REPRESSION

REPRESSION is revealed as lying under the façade of a neutral and anonymous workspace in Mountain […]. The mountain literally grows out of depression; as the adjustable height office table is lowered, contour lines spring up from the surface and its various strata are revealed. The ‘mountain’ consists of layer upon layer of office spaces, from lofty boardroom to cavelike telesales cabin. The director’s concealed control centre hangs ominously at the mountain’s core, holding the structure in check with its eyeless gaze.
Mountain […] delves into a repressed emotional landscape whose hidden heights and unplumbed depths often exist within so-called ‘flat’ office structures, but which nonetheless go undiscussed in company board rooms and unrecorded in corporate workflow charts and management diagrams.

“We made this work for an exhibition in a showroom which doubled as the headquarters for the company that manufactured the original adjustable height table. The employees were on permanent display in their office, both to the public and to the company’s boss, who sat behind pot plants in a glass walled office above the showroom floor. The set-up reminded us both of this traveller’s case, in which there is ‘a place for everything and everything is in its place’, and of Jeremy Bentham’s panopticon, a prison design in which the inmates’ cells are organised around the periphery of a cylindrical building, all overlooked by a screened guard’s viewing point. Whether the guard was there or not, the prisoners were to be controlled by the notion that they might, at any time, be on view.”

 

“The traveller’s case is carefully partitioned to allow for any item a gentleman away from home might need. The construction of the case makes introducing other items than the pre-approved and foreseen virtually impossible. They simply will not fit in. In such a way the case limits its owner’s possibilities and thereby subtly polices his behaviour. It could easily be construed as a Mountain of Depression in miniature. When we no longer wonder whether or not the guard is watching us and begin subconsciously to assume that he always is, then the prison doors are no longer needed. The public museum as an institution is more or less the same age as Bentham’s panopticon. Bearing that in mind, it is worth noting that these early museums declared that one of their fundamental premises was to instruct people on how to move and speak properly.”

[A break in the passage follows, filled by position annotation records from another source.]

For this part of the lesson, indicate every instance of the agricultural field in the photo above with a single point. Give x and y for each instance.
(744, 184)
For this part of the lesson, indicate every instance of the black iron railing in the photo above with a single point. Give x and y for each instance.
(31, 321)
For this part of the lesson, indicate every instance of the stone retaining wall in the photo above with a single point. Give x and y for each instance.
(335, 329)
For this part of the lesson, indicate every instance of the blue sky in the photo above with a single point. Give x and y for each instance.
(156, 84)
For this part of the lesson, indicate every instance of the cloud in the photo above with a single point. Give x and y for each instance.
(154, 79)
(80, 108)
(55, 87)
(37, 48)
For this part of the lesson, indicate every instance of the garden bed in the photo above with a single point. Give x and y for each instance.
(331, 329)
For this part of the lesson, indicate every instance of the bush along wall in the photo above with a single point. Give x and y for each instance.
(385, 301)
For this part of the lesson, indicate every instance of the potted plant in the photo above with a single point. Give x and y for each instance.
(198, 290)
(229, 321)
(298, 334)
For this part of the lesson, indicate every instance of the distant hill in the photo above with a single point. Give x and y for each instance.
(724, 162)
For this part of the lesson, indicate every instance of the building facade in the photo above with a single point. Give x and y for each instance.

“Power has its principle not so much in a person as in a certain concerted distribution of bodies, surfaces, lights, gazes; in an arrangement whose internal mechanisms produce the relation in which individuals are caught up.”

MICHEL FOUCAULT

 The beautifully crafted mahogany traveller’s case was made by the Parisian firm Bardin. They boasted the duke of Orléans as one their customers, which placed their wares at the summit of luxury goods. The case is supposed to have been presented as a gift to the Danish doctor Ludvig Levin Jacobsen by a grateful patient. The lining of the case is made of green and red morocco leather with gilded borders. From their sterling marks the silver items can be dated to the period 1819-1839.

A travelling gentleman of Restoration period France could not hope to live up to his position without the essential utensils of good grooming, a necessity communicated in the French name for this traveller’s case: nécessaire. Among the contents are a razor and shaving brush, a mirror, lead glass perfume bottles and powder boxes, boot buttons and boot hooks, pairs of tweezers and scissors, a gilded silver tongue scraper and an ivory toothbrush, as well as a corkscrew and a silver spirit stove.